This makes no sense at all.
It would make sense, it would be the Mini version of the Switch 2.
1. Because Nintendo said about a year ago that they want the Switch to last longer than a normal gen, so 2023 is likely (their gens are 5-6 years) Source
2. Because it would be an infinitely unnecessary move when the system sells really well at a profit and isn't likely to have a sales drop in the next 12-18 months. Why not reduce costs and milk this product even more?
3. Because after the Wii U's total commercial failure and the 3DS losing half of the DS's install base, they should be conservative with risks like this now that the Switch brand is strong and selling 17-20M units per year.
4. Sony and Xbox could have made Pro/X new gens if they wanted to but they knew that would be poorly received so soon by consumers. Most people don't actually buy new phones for their full price and lease them and even then, we're seeing more and more the upgrade cycles for phones slowing down so the idea that phones make consumers more open to quicker console gens is flawed imo.
Just imo tho I think Nintendo saying they won't replace it until 2022-23 already kinda means it's not happening unless the Switch collapses dramatically.
1. Switch would last for 6 or more years if it's still compatible with every game (for at least 6 years)
2. It would just be the new Switch, the latest model that succeds the old Switch, which still gets supported.
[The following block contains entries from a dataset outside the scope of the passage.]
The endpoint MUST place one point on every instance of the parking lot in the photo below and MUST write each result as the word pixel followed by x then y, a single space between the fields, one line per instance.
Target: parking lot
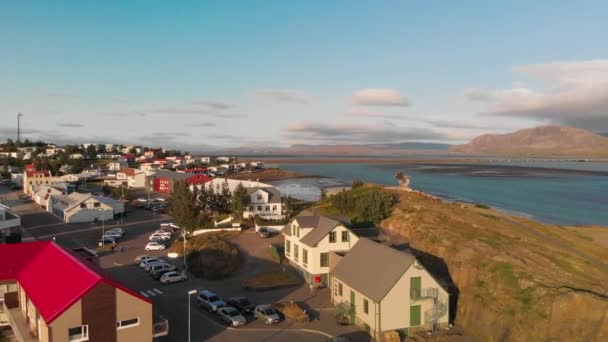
pixel 171 301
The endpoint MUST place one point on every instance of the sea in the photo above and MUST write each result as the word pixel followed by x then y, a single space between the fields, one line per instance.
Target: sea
pixel 557 192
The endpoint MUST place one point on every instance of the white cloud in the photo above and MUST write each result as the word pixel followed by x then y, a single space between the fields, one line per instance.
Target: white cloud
pixel 379 97
pixel 285 95
pixel 573 94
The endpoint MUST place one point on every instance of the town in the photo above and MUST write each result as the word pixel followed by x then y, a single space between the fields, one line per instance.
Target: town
pixel 175 247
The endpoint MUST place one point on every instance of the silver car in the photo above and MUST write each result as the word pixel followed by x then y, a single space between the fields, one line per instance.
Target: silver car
pixel 267 313
pixel 231 316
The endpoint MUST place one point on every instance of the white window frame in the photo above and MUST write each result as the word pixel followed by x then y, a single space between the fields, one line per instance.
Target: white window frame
pixel 119 325
pixel 85 334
Nothing lost and people who want one get an upgrade, new buyers get the new Switch, people who don't want to upgrade every 3 years will wait.
3. Imo giving the hardware a boost every 3 years would prevent the Wii situation where people got bored and in the end didn't want Wii U. You can also wait too long. I just wouldn't compare it to classic gens, they would be gone.
4. Sony did release PS4 Pro after some years, and now the PS5 that is backwards compatible, it could be very similiar, only that Nintendo would call the "Pro" Switch 2 and the system after that "Switch 3". And every 3 years wouldn't be the same situation like with phones that upgrade every year. Nintendo can upgrade the Switch as long as it sells and every system would get the majority of games for 6 years, some games even longer.
No guaranty that it happens, but it could happen.
The recent Digital Foundry article confirmed the Pro upgrade will be small, quite annoying as I'd love a significant docked improvement :(
They didn't confirm anything , they speculated on Thraktors findings and if you read the article you will find them even speculating if it could be 7nm (they guess it's 16nm/, but they also say they judge it on years old data.